Il compito fondamentale delle lipoproteine plasmatiche è quello di trasportare i grassi nel plasma e di scambiarli con le cellule dell'organismo: il 95% circa dei lipidi plasmatici si trova nelle lipoproteine. La presenza di gruppi idrofili sulla propria superficie consente la solubilizzazione delle lipoproteine plasmatiche nella soluzione che compone il sangue. I trigliceridi e il colesterolo sono trasportati all'interno delle particelle lipoproteiche, separati dall'ambiente acquoso dalle apo-proteine e dal monostrato fosfolipidico del mantello. Le lipoproteine trasportano anche alcune vitamine liposolubili (vitamina A).[2]

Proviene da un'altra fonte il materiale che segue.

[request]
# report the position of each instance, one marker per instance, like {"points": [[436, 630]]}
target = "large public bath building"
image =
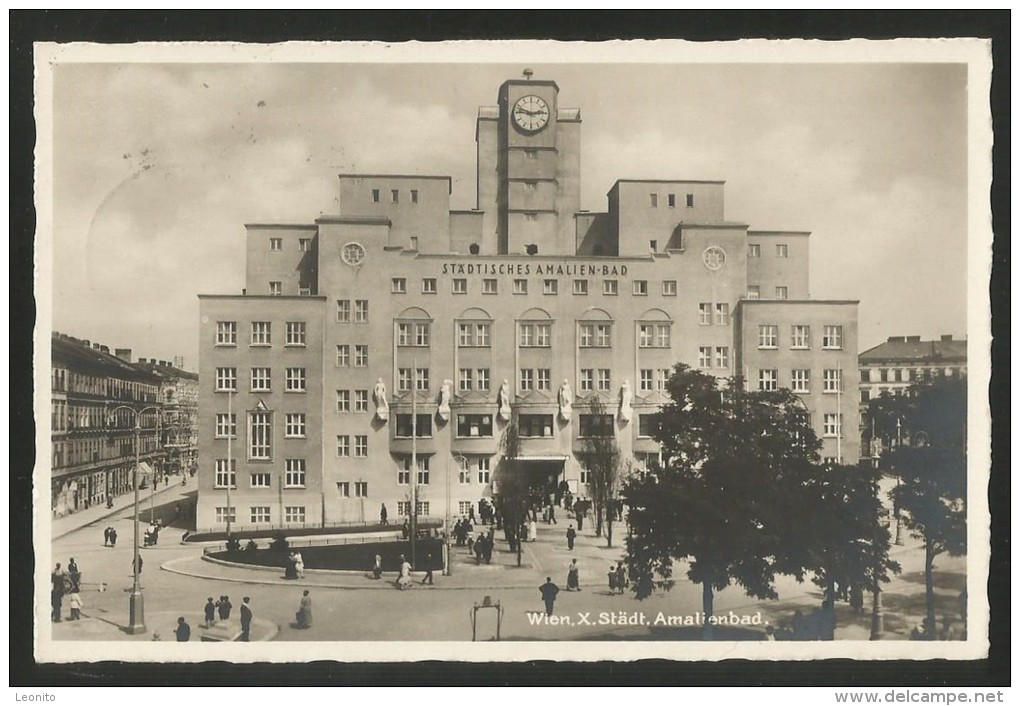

I chilomicroni, sintetizzati nell'intestino durante il periodo post-prandiale, trasportano i grassi alimentari provenienti dall'assorbimento intestinale, mentre le VLDL, sintetizzate nel fegato, veicolano i grassi endogeni elaborati dal fegato durante il periodo di digiuno. I chilomicroni e le VLDL subiscono l'azione idrolitica della lipoproteinlipasi, la quale scinde i trigliceridi del core in acidi grassi e glicerolo, al fine di fornire substrati ai tessuti, soprattutto alle cellule muscolari (con funzioni energetiche) e al tessuto adiposo (dove verranno accumulati come riserva); dall'azione della lipoproteinlipasi sulle lipoproteine si formano le particelle rimanenti dei chilomicroni, le IDL e le LDL. Le HDL sono responsabili del "trasporto inverso" del colesterolo dai tessuti periferici al fegato, da dove può essere eliminato nella bile. Tutte le lipoproteine contenenti apoB, ad eccezione dei chilomicroni e delle VLDL più voluminose, sono in grado di causare aterosclerosi; al contrario quelle contenenti apoAI rivestono un ruolo protettivo.[3]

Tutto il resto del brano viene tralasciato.